A realidade é que Hollywood está numa encruzilhada: ou fica só com as sequelas, prequelas, remakes, reboots e repetições de êxitos garantidos (já para não falar naquela altura do ano em que aparecem uma dúzia de dramas feitos à medida para os Óscares [é apenas outro "mercado"]) e vai ficar conotada como sendo apenas mais uma entidade anónima que apenas anseia pelo lucro fácil vendendo um produto inflacionado e artificial (e isso tem dado muito trabalho a todas as outras multinacionais só para "limpar" o nome) ou... permite que exista algum cinema de autor americano saído dos grandes estúdios, mas este vai obviamente criticar o status quo. Ou então promove filmes que são uma crítica para "dentro", profunda, objectiva e por vezes até insultuosa, só para poder dizer que percebe as críticas e até as aceita, como este Birdman or (The Unexpected Virtue of Ignorance). Já há muito tempo que não me lembro de ver um filme com uma mensagem assim tão directa e acutilante para "dentro".
No papel principal está Michael Keaton, representando um actor que tenta regressar ao activo depois de grandes sucessos de acção e, posteriormente caído em desgraça por ser velho para os novos "sucessos de acção". Michael Keaton obviamente representa-se a si próprio e fá-lo espectacularmente bem. Na realidade, foi um daqueles regressos em grande.
Outro exemplo é Edward Norton, que anda um bocado afastado da representação por ter uma reputação de irascível, e que representa uma personagem que é abrasiva e com quem é difícil de trabalhar, apesar de ser um excelente actor. Mais uma vez, Edward Norton representa-se a si próprio e autoparodia-se (se é que a palavra existe...). Mas há muito mais referências para "dentro", não só aos chamados "filmes de consumo", como ao cinema em geral, aos próprios actores e ao pessoal mais técnico.

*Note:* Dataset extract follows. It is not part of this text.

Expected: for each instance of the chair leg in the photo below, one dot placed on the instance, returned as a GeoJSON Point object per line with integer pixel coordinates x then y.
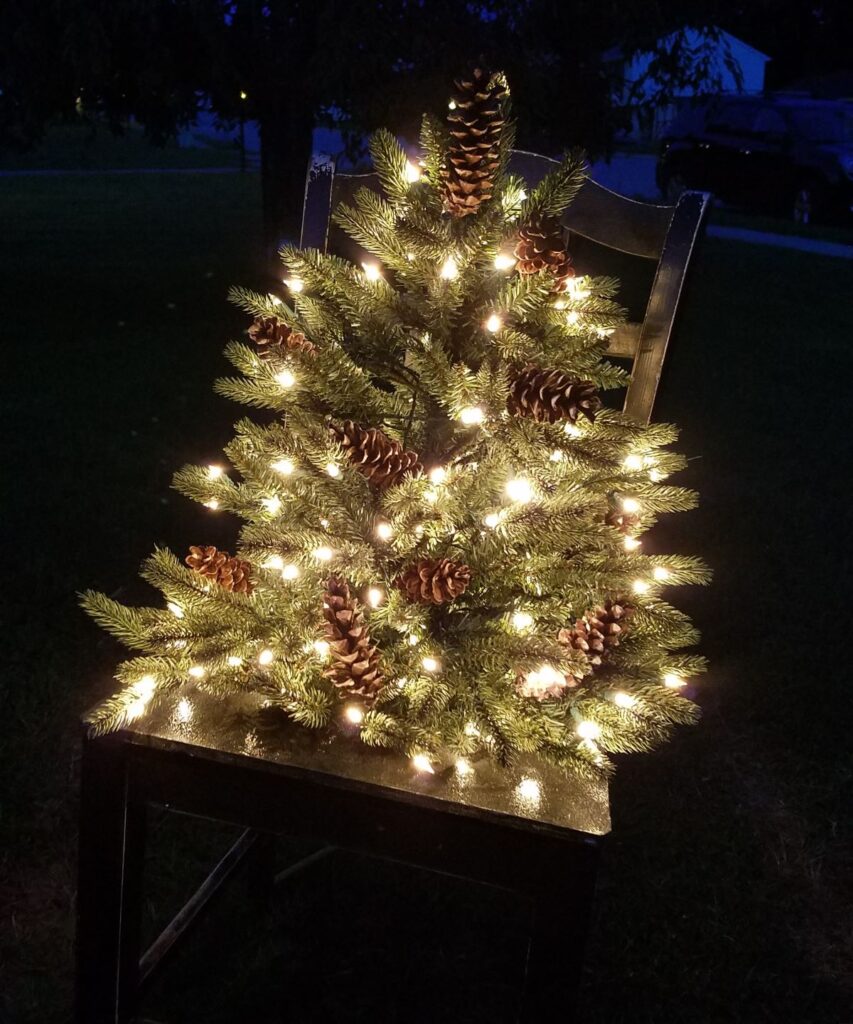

Mas à parte das mensagens, há muitas coisas excelentes por aqui. Alejandro Iñárritu está cada vez melhor na cadeira de realizador e na escrivaninha dos argumentos. Chegou rapidamente àquele ponto em que pouco há a dizer. Neste momento, tudo em que toca transforma-se em ouro. Birdman, em particular, é uma autêntica obra de arte cinematográfica. Acho que à porta de casa de Iñárritu deve haver neste momento uma enorme fila de actores à espera do seu próximo trabalho... Neste caso tiveram sorte Emma Stone, Zach Galifianakis, Amy Ryan, Andrea Riseborough e Naomi Watts, entre muitos outros.
Mas não é só excelente na direcção de actores. Pode passar despercebido, mas Birdman tem uma montagem contínua, sem costuras, fluída, brilhante...Um trabalho técnico do outro mundo.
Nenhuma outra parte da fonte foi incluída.